1

I have the following SQL to delete duplicate values form a table,

DELETE p1 
FROM `ProgramsList` p1, `ProgramsList` p2  
WHERE p1.CustId = p2.CustId 
    AND p1.CustId = 1 
    AND p1.`Id`>p2.`Id` 
    AND p1.`ProgramName` = p2.`ProgramName`;

Id is auto incremental
for a given CustId ProgramName must be unique (currently it is not)
The above SQL takes about 4 to 5 hours to complete with about 1,000,000 records

Could anyone suggest a quicker way of deleting duplicates from a table?

Dharman
  • 30,962
  • 25
  • 85
  • 135
  • possible duplicate of [Deleting duplicate rows from a table](http://stackoverflow.com/questions/1043488/deleting-duplicate-rows-from-a-table) – John Conde Feb 11 '13 at 16:55
  • Maybe inserting the unique values in a temp array like this? http://stackoverflow.com/a/1652413/217180 – Xavi Esteve Feb 11 '13 at 16:56

2 Answers2

1

First, You might try adding indexes to ProgramName and CustID fields if you don't already have them.

De-Duping

You can group your records to identify dupes, and as you are doing that, grab the min ID value for each group. Then, just delete all records whose ID is not one of the MinID's.

In-Clause Method

delete from
 ProgramsList
where
 id not in 
    (select min(id) as MinID
      from ProgramsList
      group by ProgramName, CustID) 

Join-Method

You may have to run this more than once, if there are many members per group.

DELETE P
FROM ProgramsList as P
INNER JOIN 
    (select count(*) as Count, max(id) as MaxID
     from ProgramsList
     group by ProgramName, CustID) as A on A.MaxID = P.id
WHERE A.Count >= 2

Some people have performance issues with the In-Clause, some don't.
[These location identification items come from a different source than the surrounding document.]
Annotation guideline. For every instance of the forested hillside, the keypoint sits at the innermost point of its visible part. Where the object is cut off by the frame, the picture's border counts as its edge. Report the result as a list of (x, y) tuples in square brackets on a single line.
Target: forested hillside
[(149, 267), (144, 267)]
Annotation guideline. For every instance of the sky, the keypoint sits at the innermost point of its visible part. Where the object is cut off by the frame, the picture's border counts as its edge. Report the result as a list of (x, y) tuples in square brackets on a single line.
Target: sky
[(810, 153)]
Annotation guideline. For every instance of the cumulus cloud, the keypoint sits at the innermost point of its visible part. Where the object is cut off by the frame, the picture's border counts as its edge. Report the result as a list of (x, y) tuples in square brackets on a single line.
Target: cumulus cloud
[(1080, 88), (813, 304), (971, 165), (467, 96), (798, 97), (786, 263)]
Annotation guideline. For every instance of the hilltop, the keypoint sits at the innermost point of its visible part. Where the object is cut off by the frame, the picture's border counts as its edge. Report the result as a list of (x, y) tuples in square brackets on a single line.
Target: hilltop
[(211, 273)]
It depends a lot on your indexes and such. If one is too slow, try the other.

Related: https://stackoverflow.com/a/4192849/127880

Community
  • 1
  • 1
Brian Webster
  • 30,033
  • 48
  • 152
  • 225
0

This will remove all the duplicates in one go.

From the inner query an ID is got which is not deleted and the rest is deleted for each of the program.

delete p from ProgramsList as p
INNER JOIN (select ProgramName as Pname, max(id) as MaxID
     from ProgramsList
     group by ProgramName, CustID order by null) as A on  Pname=P.ProgramName
    where A.MaxID != P.id
kleopatra
  • 51,061
  • 28
  • 99
  • 211